Epilogue - When Jesus told people to turn the other cheek, he may or may not have had a drunk headbutting someone on a Friday night in mind, but either way, when I teach on that passage, it's a lot more dramatic and authentic now! I can certainly say turning the other cheek works, not least because in this case it kept the situation from escalating, but I'm also fairly sure Mr Richards was also fairly confused when I didn't retaliate.

The Aftermath

It was most definitely some weekend. The older brother came back to camp with us that Friday night, and continued causing trouble Saturday until he asked to go home. Mum and Dad arrived to get him, all smiles. Saturday evening and Sunday were so different after that. Everyone relaxed, you could almost see the communal sigh of relief as the older brother departed. While sending someone home is a last resort, there are times it has to be done, and that collective sigh of relief confirmed that to me.

It took me a day or two to decide to press charges, wondering what the impact on the brothers might be if (step) Dad was put away for a while, but ultimately, as friends counselled, the right thing was that justice be done. Although it went to court, I didn't have to appear as he pled guilty.

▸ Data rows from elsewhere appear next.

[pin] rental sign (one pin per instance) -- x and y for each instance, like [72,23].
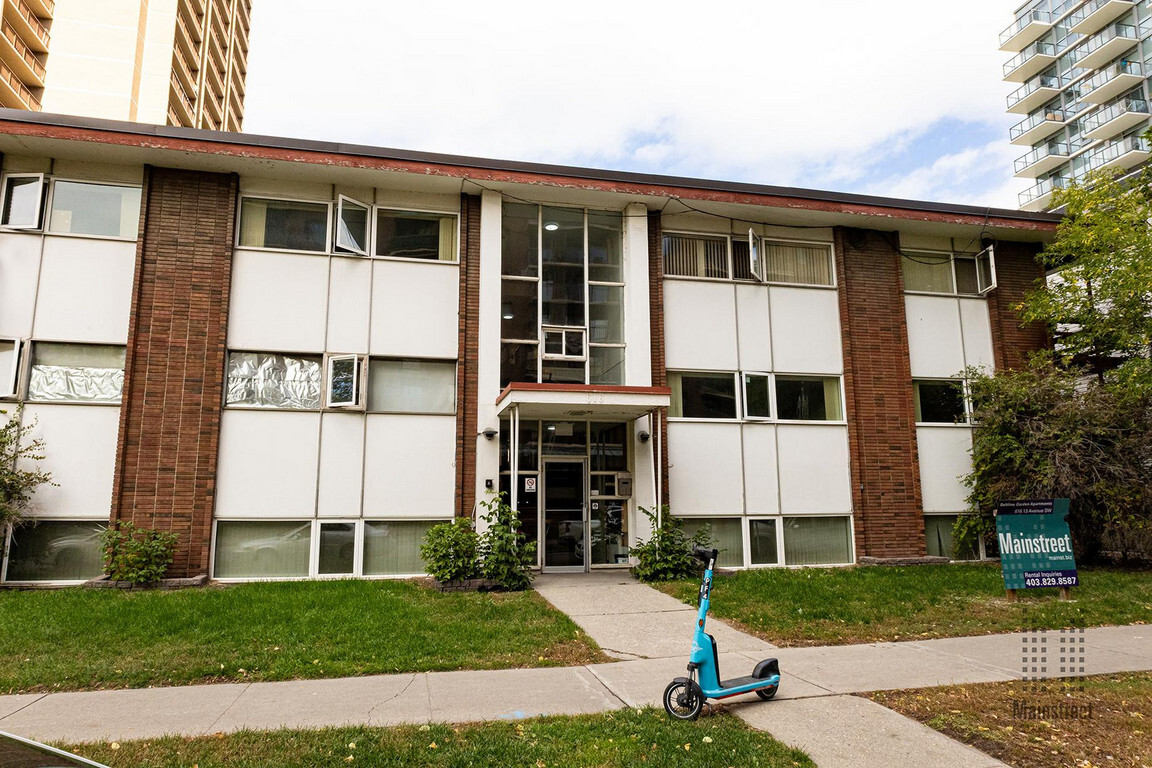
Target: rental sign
[1036,547]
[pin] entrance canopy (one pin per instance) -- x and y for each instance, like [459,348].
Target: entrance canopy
[581,402]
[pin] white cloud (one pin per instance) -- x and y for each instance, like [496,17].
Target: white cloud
[752,91]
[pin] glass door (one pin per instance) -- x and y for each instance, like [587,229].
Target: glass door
[565,516]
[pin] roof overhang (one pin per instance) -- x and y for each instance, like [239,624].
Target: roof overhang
[565,402]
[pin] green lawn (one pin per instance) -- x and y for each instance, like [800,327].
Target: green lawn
[630,737]
[76,639]
[865,605]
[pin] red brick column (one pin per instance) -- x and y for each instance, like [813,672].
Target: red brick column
[169,419]
[1017,273]
[469,333]
[878,385]
[656,309]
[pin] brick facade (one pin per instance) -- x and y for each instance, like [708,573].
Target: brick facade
[169,418]
[878,388]
[469,352]
[1017,272]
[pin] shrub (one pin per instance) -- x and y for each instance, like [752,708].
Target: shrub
[136,554]
[667,555]
[449,550]
[507,556]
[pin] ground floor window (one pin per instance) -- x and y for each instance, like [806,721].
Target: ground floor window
[55,550]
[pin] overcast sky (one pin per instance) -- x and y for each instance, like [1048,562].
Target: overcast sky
[901,98]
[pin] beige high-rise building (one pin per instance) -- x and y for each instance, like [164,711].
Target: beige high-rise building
[176,62]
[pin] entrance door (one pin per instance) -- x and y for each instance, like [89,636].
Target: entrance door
[565,516]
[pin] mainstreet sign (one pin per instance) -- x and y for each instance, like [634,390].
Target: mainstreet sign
[1036,547]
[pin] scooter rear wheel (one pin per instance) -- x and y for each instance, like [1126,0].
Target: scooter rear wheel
[682,701]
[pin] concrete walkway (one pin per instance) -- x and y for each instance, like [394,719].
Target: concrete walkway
[813,709]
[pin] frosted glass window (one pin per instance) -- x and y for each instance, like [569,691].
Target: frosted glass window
[394,546]
[727,535]
[763,539]
[289,225]
[809,398]
[54,550]
[817,540]
[262,549]
[86,373]
[403,235]
[411,386]
[83,208]
[272,380]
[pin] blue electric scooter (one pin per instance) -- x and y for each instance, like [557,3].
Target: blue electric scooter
[684,696]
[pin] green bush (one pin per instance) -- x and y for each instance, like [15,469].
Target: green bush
[667,555]
[506,556]
[136,554]
[449,550]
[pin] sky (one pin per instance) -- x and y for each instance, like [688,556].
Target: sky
[899,98]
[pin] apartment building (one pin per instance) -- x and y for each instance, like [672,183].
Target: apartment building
[301,355]
[176,62]
[1083,97]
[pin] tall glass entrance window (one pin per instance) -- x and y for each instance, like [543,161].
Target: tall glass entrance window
[562,291]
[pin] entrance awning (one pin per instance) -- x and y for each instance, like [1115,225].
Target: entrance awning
[582,402]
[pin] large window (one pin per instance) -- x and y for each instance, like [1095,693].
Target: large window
[290,225]
[86,208]
[80,373]
[561,310]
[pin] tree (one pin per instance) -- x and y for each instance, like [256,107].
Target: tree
[17,478]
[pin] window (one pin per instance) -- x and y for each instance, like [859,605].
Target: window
[9,366]
[262,549]
[964,274]
[763,539]
[727,535]
[797,263]
[406,386]
[817,540]
[22,197]
[696,256]
[290,225]
[393,547]
[274,380]
[429,236]
[345,381]
[81,373]
[809,398]
[703,395]
[351,226]
[103,210]
[939,402]
[757,400]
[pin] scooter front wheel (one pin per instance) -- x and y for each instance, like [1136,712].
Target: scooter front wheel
[682,701]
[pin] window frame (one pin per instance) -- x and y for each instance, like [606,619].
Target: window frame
[40,199]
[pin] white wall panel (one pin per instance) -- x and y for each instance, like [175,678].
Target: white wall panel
[813,469]
[933,336]
[80,447]
[409,468]
[20,259]
[704,472]
[760,477]
[755,327]
[805,331]
[85,290]
[945,457]
[699,325]
[349,298]
[341,464]
[415,309]
[974,318]
[267,464]
[278,302]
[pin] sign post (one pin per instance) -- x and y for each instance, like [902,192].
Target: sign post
[1036,546]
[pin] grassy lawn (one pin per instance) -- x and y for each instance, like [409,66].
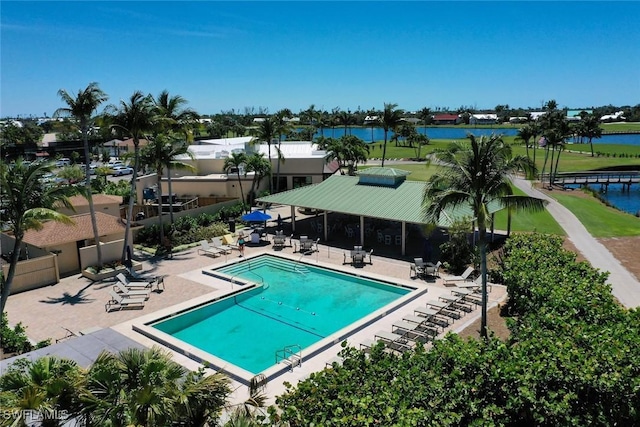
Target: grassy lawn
[541,222]
[599,219]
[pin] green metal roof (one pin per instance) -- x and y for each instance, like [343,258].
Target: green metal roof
[340,193]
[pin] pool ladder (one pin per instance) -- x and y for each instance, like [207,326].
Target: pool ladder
[290,355]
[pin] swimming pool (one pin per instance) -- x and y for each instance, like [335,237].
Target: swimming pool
[287,303]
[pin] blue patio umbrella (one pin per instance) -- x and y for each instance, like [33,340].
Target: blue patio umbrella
[256,216]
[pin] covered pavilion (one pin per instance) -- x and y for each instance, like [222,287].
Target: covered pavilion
[376,193]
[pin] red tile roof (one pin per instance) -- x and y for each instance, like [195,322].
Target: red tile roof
[56,233]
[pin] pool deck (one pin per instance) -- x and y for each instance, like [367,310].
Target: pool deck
[77,304]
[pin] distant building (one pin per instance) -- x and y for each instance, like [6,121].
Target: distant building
[446,119]
[483,119]
[615,117]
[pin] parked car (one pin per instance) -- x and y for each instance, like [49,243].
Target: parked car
[121,170]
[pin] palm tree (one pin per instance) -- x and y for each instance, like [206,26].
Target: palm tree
[282,127]
[48,385]
[525,133]
[145,387]
[261,167]
[27,203]
[478,175]
[172,116]
[159,154]
[589,127]
[235,162]
[425,115]
[134,118]
[267,132]
[82,108]
[391,117]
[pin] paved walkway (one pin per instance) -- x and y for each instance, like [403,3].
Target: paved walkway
[625,287]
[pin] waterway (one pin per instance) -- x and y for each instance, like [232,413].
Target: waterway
[368,134]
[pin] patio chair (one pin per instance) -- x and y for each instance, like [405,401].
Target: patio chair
[206,249]
[123,301]
[393,341]
[134,293]
[228,240]
[216,242]
[432,270]
[464,277]
[279,241]
[417,268]
[133,284]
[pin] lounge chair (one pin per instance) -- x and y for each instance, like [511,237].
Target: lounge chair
[464,277]
[394,341]
[123,301]
[415,331]
[134,293]
[228,240]
[133,284]
[432,269]
[417,268]
[206,249]
[216,242]
[279,241]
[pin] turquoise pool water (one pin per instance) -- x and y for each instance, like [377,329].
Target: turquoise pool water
[299,305]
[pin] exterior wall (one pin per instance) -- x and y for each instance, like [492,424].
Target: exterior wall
[34,273]
[67,255]
[111,251]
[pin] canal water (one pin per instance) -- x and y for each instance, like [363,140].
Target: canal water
[368,134]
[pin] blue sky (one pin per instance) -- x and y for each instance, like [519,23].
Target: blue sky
[232,55]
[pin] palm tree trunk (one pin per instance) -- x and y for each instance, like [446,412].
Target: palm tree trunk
[241,192]
[384,147]
[89,196]
[170,195]
[544,165]
[8,281]
[551,166]
[482,244]
[159,184]
[132,197]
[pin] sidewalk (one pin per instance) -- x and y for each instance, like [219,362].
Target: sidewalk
[624,285]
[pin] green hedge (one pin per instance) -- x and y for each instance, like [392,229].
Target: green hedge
[573,358]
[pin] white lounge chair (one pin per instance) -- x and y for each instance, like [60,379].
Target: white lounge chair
[133,284]
[417,268]
[464,277]
[207,249]
[216,242]
[134,293]
[123,301]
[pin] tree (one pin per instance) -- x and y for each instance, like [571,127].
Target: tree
[171,116]
[49,386]
[555,129]
[134,118]
[267,132]
[478,175]
[27,203]
[260,167]
[82,108]
[390,119]
[234,163]
[161,154]
[282,127]
[146,388]
[525,133]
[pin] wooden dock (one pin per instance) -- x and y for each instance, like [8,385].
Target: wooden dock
[626,178]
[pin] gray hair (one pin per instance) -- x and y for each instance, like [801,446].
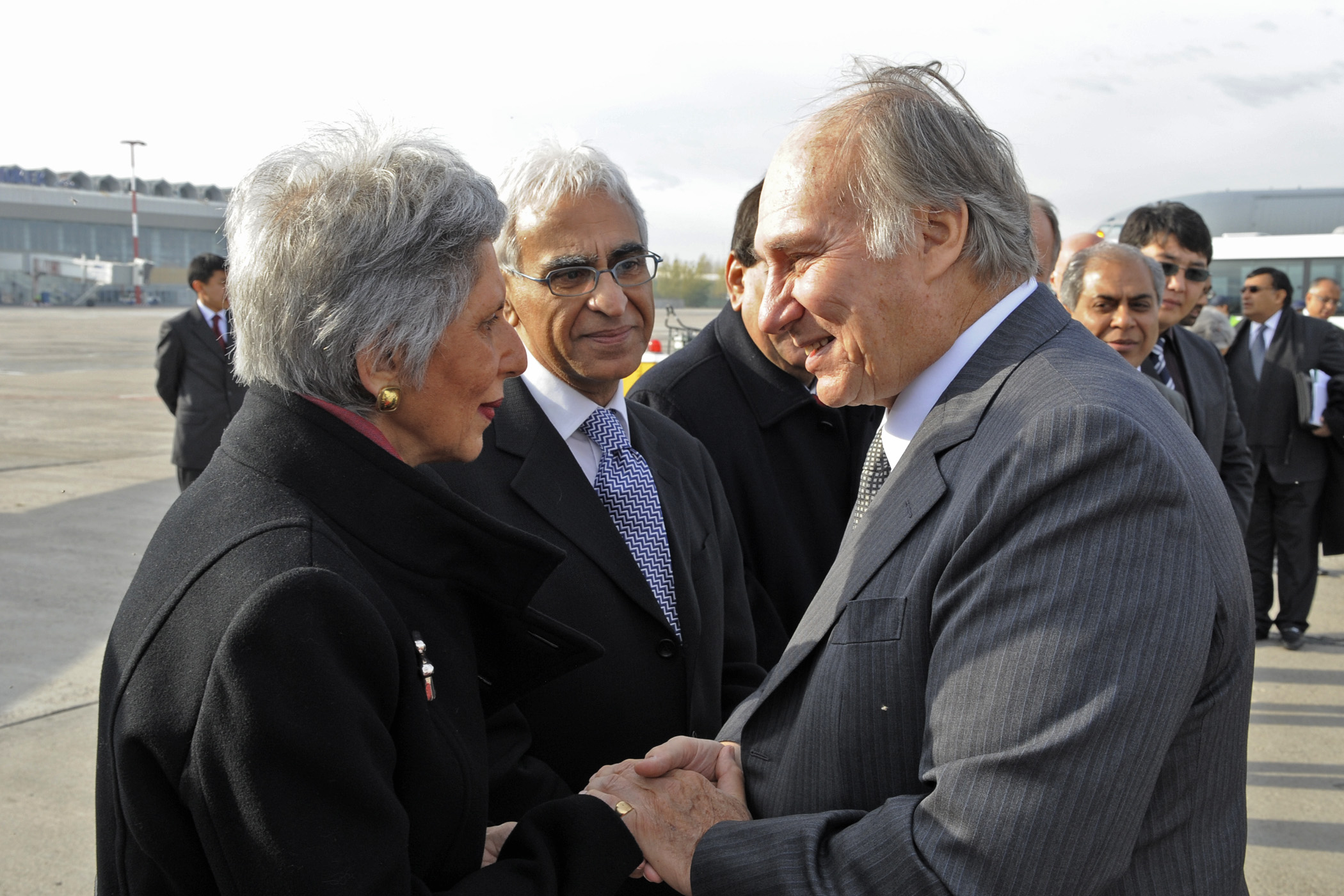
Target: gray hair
[548,172]
[1071,282]
[918,144]
[355,239]
[1057,241]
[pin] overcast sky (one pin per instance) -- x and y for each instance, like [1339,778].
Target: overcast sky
[1108,105]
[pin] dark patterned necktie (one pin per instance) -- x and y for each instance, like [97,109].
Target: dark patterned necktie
[627,490]
[874,473]
[1160,364]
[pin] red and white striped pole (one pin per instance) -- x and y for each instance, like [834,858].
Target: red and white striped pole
[135,218]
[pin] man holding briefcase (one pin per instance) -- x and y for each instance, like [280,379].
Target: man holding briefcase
[1272,358]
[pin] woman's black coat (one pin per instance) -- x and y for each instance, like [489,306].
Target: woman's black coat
[264,723]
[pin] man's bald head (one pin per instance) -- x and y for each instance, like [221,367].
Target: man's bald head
[1068,249]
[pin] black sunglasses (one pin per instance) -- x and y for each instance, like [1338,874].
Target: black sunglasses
[1192,275]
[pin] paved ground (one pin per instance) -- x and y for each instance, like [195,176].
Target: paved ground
[85,479]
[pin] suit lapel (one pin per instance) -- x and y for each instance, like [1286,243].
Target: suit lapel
[1194,382]
[916,485]
[552,483]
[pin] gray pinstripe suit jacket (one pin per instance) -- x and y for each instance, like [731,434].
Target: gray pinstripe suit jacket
[1030,668]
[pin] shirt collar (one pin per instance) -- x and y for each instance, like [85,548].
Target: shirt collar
[1272,324]
[209,315]
[563,404]
[916,401]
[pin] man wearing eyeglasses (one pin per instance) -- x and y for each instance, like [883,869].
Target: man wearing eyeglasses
[1175,237]
[652,572]
[1273,348]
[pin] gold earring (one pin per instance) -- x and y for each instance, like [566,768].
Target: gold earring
[388,399]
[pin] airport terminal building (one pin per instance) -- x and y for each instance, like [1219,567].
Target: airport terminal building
[65,237]
[1299,232]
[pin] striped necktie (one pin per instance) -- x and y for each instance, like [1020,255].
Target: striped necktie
[1258,351]
[627,490]
[220,333]
[1160,364]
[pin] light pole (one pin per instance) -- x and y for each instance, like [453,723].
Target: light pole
[135,218]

The broken nose was relatively painless, 1 Tylenol was all I took for it, and there was only a tiny bit of blood, but to this day it's not quite straight.

Seventeen years on, I still wonder occasionally what happened to that family. Although it was a challenging situation to be in, I learned a lot about myself and my ability, in my weakness, to rely on God, and face whatever an angry parent might throw at me. Thankfully, nothing like that has happened since, though I have upset a few parents with decisions I've made. To this day, it remains the only time I've sent someone home, though I have been close once or twice.

And when the compensation came through? The youth group got 10% of it, my then wife got an iPod and the rest went on some very nice camera equipment, some of which is now in the Democratic Republic of Congo, but that's a whole other story!